36 thoughts on “Lamb teaches baby rhino to gambol

  1. I don’t know that the rhino is trying to gamble so much as it’s practicing its threat behavior.

    Still absurdly cute, though.

            1. It’s autocorrect, not autocollect.

              But I’ll bet there are some unreality organizations that wish there were.

              1. Actually…autocollect is the goal of most corporations these days. Don’t just sell something to somebody, but get them to sign up for “low” monthly payments. American telecommunications companies have this nailed; almost nobody actually owns a phone. Automakers, too; again, many perpetually lease their cars and never wind up owning them.

                …and then there’s real estate. Might be hard to believe, but “no-principal” loans are actually a thing. And so many others keep getting equity loans every time the market goes up that there’s basically no hope of them ever paying off the mortgage.

                b&

    1. Yeah, but that is what the lamb is doing as well. Play is practice.

      Cats are cute when they chase a laser pointer. They are less cute when they bring you dead birds.

      1. What if the cat brings you a dead laser-pointer-carrying person?
        Or, for a house cat, just a forearm. Rigorously gripping the pointer.

          1. Sometimes I worry that we are rapidly approaching a time in which all conversation, no matter how boring or brilliant, obvious or obscure, can trivially be substituted by a relevant XKCD strip.

            b&

          2. Oh, an XKCD! And I can’t place the cartoon from the number.
            [now trying to remember the name of the X-person with the skin-boiling eyes. Cyclops?]

            1. Yeah, that’s Cyclops, though he’s supposed to fire beams of pure kinetic energy (though writers do forget this and give him Superman style heat vision from time to time).

  2. Very cute! The baby rhino looks like it’s trying to copy to me.

    The lamb looks more like a kid (goat) to me, but if it’s in Africa, it could easily be a breed of sheep I don’t know.

  3. The lamb’s gamboling resembles stotting, suggesting that this particular form of playfulness perhaps serves as a kind rehearsal for adaptive predator-deterrence behaviors.

    Rhinos presumably don’t have much need for stotting, so I wouldn’t care to guess what the rhino thinks it’s doing.
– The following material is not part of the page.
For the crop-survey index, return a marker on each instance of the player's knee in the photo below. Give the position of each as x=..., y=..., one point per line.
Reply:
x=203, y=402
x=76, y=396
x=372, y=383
But it’s worth noting that there’s a third party to this interaction, namely the person holding the camera, and the rhino seems to spend much of its time orienting to the human rather than to the lamb.

    1. “kind of rehearsal”, not “kind rehearsal”. (Though I’ve observed a number of unkind rehearsals.)

  4. I’m thinking the goat/lamb is trying to get the rhino to follow down the road. The rhino is stopped by the cameraman who is taken for a threat. They go back from whence they’ve come and all is well.

  5. I’ve seen footage of a baby rhino doing this behaviour in the wild.. charging around it’s mother looking very happy and alive. I just hope it still is.
    I am sure some would have seen the BBC Africa series David Attenborough footage of an undisclosed water hole in South Africa where a large number of black rhinos gather for a huge social function, all under the stars, amazing to say the least.

  6. Awww!

    The very fact that both animals were out there loose shows that both are quite accustomed to humans. I didn’t think the baby rhino was approaching the cameraperson aggressively, but more like it was curious or looking for guidance/reassurance or wondering, “is it lunchtime yet?”

  7. I wonder at what point rhinos develop that nervous attitude about things coming and going within their poor field of vision as this rhino baby clearly has no issues with the goat coming and going all around him/her?

  8. Ponderous though he may be, I think the little rhino is gamboling just fine! Given his bulk and limited range of motion, I’m impressed he’s gamboling as well as he is!

  9. Anyone who thinks these animals aren’t “playing” has to explain to me the exact difference between what they’re doing and what young humans do.